Issue synthesizing longer utterances

roedoejet / FastSpeech2

An implementation of Microsoft's "FastSpeech 2: Fast and High-Quality End-to-End Text to Speech"

MIT License

22 stars 7 forks source link

Issue synthesizing longer utterances #7

Closed roedoejet closed 1 year ago

roedoejet commented 1 year ago

Copied from email correspondence with @jzhu709:

I'm having problems with the output the model produces for long sentences. The model seems to be able to synthesise individual words mostly fine, but in sentences with even more than just four words it deteriorates significantly or the sound just cuts off sometimes. Do you know what could be the problem? Maybe some parameter I'm missing needs to be changed?

I recommend the following:

Trim silence in the recordings
When aligning with MFA, make sure that your language's writing system doesn't use any characters that [MFA interprets as punctuation](https://montreal-forced-aligner.readthedocs.io/en/latest/user_guide/configuration/global.html#:~:text=trained%20silence%20probabilities-,punctuation,-%E3%80%81%E3%80%82%E0%A5%A4%EF%BC%8C%40%3C%3E%E2%80%9D()%2C.%3A%3B%C2%BF%3F%C2%A1!%5C%26%25%23*~%E3%80%90%E3%80%91%EF%BC%8C%E2%80%A6%E2%80%A5%E3%80%8C%E3%80%8D%E3%80%8E%E3%80%8F%E3%80%9D%E3%80%9F%E2%80%B3%E2%9F%A8%E2%9F%A9%E2%99%AA%E3%83%BB%E2%80%B9%E2%80%BA%C2%AB%C2%BB%EF%BD%9E%E2%80%B2%24%2B%3D) - for example some languages might use ' as a glottal stop. In this case, you need to tell MFA to not process ' as punctuation
When aligning with MFA, pay attention to any warnings that exist and remove any utterances that are poorly aligned. I also recommend doing some sanity checks with the resulting TextGrids, by viewing them in Praat to make sure they look accurate.
Calculate the speaking rate on your data (characters/second or words/second) and remove extreme outliers

Please post here with any updates you have and whether any of the above suggestions help fix your issue with longer utterances.
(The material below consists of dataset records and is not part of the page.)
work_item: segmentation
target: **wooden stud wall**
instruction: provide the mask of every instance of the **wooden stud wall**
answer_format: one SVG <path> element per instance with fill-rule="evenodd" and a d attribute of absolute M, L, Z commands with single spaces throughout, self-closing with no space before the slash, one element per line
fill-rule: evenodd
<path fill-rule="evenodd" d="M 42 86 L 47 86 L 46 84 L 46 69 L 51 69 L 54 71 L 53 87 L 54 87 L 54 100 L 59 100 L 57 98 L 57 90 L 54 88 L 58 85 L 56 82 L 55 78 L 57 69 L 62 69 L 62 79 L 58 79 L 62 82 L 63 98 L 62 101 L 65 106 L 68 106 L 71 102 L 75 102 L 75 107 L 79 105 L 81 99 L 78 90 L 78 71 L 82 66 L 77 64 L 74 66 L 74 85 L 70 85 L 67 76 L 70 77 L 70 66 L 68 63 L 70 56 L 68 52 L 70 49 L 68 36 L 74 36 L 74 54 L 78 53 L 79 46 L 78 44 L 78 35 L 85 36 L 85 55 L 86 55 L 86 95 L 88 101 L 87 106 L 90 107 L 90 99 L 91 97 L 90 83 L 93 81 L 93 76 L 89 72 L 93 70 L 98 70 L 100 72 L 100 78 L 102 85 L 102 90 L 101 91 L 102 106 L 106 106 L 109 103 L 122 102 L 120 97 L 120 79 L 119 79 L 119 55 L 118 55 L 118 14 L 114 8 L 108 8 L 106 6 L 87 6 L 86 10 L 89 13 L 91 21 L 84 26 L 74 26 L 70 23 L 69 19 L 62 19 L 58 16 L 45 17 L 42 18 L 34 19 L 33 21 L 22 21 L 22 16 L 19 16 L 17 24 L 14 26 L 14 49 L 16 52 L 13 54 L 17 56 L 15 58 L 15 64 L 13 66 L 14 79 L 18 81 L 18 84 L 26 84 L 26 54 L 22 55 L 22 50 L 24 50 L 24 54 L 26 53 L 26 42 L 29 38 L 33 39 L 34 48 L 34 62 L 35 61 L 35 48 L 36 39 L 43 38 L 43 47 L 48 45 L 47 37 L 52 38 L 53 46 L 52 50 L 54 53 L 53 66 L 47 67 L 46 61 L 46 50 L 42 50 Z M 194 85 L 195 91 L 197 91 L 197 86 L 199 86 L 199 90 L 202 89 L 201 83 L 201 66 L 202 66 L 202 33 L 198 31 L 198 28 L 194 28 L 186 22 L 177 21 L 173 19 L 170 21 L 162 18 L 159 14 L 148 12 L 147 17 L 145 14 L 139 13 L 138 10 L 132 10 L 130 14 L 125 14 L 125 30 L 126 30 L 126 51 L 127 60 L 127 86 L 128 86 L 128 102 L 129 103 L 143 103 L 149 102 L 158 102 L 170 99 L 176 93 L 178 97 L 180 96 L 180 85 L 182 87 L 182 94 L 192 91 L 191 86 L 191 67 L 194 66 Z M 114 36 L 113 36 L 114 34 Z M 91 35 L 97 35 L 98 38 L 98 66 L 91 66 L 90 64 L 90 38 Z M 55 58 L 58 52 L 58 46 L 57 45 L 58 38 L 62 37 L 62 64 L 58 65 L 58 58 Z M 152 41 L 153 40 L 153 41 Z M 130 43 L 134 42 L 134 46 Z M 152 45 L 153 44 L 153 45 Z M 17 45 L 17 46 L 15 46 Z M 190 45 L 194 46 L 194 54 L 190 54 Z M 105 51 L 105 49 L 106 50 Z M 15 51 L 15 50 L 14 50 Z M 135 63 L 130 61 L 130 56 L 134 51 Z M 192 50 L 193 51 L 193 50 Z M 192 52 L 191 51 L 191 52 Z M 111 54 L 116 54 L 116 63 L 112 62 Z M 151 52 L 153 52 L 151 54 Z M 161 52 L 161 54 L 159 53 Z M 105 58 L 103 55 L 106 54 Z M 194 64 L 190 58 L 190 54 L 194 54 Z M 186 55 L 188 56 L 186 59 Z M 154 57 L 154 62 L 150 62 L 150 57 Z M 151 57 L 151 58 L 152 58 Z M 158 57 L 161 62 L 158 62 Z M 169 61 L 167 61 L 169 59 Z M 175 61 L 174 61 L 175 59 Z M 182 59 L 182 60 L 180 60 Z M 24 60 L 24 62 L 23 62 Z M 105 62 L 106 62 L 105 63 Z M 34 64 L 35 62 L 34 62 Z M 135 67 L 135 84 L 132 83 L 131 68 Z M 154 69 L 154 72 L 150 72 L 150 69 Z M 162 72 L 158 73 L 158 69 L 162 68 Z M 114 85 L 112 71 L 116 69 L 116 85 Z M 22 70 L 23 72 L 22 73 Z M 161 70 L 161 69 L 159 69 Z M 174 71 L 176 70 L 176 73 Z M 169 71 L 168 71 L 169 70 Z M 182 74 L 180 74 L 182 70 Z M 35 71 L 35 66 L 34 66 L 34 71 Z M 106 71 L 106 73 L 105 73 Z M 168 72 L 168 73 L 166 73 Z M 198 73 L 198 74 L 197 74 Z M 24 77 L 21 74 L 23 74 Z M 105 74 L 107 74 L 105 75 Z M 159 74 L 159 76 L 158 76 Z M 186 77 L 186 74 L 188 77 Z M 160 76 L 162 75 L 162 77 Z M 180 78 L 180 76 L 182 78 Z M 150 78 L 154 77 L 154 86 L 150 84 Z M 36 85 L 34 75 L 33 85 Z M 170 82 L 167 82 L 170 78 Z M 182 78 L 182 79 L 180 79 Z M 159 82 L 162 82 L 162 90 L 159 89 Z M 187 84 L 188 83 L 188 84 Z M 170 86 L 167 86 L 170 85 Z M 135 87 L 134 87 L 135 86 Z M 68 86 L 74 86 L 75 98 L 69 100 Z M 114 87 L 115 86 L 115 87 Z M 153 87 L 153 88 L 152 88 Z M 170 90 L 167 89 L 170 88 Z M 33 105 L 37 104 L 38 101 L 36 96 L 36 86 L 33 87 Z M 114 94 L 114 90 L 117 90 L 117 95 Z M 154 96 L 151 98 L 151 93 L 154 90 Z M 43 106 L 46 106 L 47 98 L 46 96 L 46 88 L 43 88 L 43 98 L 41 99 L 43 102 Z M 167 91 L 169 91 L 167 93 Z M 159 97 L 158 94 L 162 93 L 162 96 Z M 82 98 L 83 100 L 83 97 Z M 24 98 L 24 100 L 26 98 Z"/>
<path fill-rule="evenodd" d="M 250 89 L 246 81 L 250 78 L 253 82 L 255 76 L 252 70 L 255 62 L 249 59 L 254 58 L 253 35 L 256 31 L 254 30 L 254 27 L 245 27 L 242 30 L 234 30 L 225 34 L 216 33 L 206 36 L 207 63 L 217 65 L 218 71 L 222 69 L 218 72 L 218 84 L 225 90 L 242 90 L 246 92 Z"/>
roedoejet commented 1 year ago

Also, I'm noticing that we don't explicitly mention that you have to potentially write your own raw-text preprocessor for your language in synthesize.py to replace the default preprocess function that exists there. When you synthesize, it should print out what the Raw Text Sequence and Phoneme Sequence are for the text you're synthesizing. If those don't look right, you might have to adjust that function as well which could be contributing to your issue.

jzhu709 commented 1 year ago

Also, I'm noticing that we don't explicitly mention that you have to potentially write your own raw-text preprocessor for your language in synthesize.py to replace the default preprocess function that exists there. When you synthesize, it should print out what the Raw Text Sequence and Phoneme Sequence are for the text you're synthesizing. If those don't look right, you might have to adjust that function as well which could be contributing to your issue.

The raw text and phoneme sequences seem to look right so that shouldn't be a problem.

Not sure if this is the right place to ask, but I just wanted to double check if I should be enabling transformer.spe_features to true in model.yaml and preprocessing.use_spe_features to true as well in preprocess.yaml. In our email conversation you recommended to set them to false, but I read your documentation as well as this reply https://github.com/roedoejet/FastSpeech2/issues/4#issuecomment-1326803315 which suggests that I should be setting them to true since I'm using your g2p library with IPA instead of Arpabet. Would I be correct to set them to true instead?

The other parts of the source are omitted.